High standards in rebuilding Hunan bridge

Source:Xinhua Published: 2012-9-2 14:01:31

Stringent standards are being implemented in rebuilding a bridge in Central China's Hunan Province whose collapse five years ago killed 64 people and injured 22, according to sources.

On August 13, 2007, a bridge over the Tuojiang River in Fenghuang County, fell apart due to its shoddy construction.
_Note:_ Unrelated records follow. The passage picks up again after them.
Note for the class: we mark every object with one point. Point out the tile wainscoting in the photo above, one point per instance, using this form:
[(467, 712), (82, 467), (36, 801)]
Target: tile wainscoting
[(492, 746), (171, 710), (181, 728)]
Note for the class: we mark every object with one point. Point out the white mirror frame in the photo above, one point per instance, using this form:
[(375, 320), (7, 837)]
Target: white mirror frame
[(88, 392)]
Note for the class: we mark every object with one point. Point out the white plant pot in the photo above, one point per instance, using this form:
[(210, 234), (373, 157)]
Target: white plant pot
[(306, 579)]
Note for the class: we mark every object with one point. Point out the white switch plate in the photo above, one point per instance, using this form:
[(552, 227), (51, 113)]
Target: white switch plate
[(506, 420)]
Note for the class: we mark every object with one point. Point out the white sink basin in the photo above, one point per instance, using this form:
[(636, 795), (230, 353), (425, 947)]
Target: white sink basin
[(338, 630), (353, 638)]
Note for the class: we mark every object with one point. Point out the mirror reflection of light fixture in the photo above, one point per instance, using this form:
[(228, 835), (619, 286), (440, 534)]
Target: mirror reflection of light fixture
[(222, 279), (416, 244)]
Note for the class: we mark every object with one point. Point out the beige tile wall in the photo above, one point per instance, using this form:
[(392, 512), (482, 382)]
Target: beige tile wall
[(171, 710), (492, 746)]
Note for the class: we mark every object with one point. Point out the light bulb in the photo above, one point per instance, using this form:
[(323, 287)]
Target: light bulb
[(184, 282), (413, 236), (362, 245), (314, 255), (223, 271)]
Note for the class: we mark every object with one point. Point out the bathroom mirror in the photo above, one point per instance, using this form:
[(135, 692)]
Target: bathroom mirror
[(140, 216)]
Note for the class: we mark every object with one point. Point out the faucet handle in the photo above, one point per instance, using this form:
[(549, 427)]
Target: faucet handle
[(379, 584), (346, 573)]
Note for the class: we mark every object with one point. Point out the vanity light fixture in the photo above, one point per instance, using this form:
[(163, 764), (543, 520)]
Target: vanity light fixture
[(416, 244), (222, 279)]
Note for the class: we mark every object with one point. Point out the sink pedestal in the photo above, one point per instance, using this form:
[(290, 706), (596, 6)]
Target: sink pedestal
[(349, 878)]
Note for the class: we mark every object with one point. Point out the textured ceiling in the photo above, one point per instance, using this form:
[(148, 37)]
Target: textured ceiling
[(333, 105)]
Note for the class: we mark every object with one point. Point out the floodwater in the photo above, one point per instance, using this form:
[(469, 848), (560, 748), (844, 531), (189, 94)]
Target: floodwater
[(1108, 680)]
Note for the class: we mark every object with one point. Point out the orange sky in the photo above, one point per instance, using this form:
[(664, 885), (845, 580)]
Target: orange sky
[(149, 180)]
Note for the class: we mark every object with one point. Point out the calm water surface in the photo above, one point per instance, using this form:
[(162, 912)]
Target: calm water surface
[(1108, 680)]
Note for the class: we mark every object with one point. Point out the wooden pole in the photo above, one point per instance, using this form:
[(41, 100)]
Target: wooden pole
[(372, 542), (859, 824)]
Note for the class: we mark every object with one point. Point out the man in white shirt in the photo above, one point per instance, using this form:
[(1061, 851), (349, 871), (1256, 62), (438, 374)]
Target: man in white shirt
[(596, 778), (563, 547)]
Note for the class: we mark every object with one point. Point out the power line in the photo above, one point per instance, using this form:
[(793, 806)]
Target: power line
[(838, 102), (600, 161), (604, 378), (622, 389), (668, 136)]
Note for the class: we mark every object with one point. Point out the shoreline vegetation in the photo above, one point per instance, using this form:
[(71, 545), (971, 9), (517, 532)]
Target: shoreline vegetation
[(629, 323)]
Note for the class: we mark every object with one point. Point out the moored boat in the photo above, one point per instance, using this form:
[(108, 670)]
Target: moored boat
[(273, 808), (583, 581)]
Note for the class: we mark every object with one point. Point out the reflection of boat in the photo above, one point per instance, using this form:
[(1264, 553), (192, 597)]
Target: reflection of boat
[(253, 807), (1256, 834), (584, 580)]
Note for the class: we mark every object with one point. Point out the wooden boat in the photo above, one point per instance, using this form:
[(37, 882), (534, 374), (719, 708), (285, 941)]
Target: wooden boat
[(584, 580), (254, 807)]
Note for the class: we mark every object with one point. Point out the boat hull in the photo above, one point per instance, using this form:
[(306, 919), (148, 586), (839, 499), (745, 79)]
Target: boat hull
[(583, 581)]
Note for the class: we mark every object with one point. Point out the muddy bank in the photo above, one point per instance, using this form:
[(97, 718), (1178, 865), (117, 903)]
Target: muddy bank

With its alarming death toll and causing an economic loss of nearly 40 million yuan ($6.35 million), it was the country's worst bridge collapse tragedy.

Sources with contractor the China Railway Construction Corporation Limited have told Xinhua that the reconstruction has progressed smoothly since the project began in November 2011, with work on the arch structure now in full swing.

Standardized rules are being applied in the entire process from steel bar processing to cement mixing, according to the company.

Chen Liming, a project manager, said the company vowed to make the new bridge into a new icon as lasting as Fenghuang County, the nearby famous ancient-style scenic town which the bridge will link with Daxing Airport in Tongren City, in neighboring Guizhou Province.

The Chinese government has repeatedly told contractors to obey rules when building key infrastructure and industrial projects, but sad news stories have to be written all too frequently about their failures.

On August 24, a one-year-old bridge collapsed in northeastern Heilongjiang Province, causing four trucks to plunge about 30 meters to the ground, killing three people and injuring five others.

On July 7, an under-construction overpass collapsed in the city of Handan in North China's Hebei Province, burying four workers in sandbags that fell from the unfinished structure.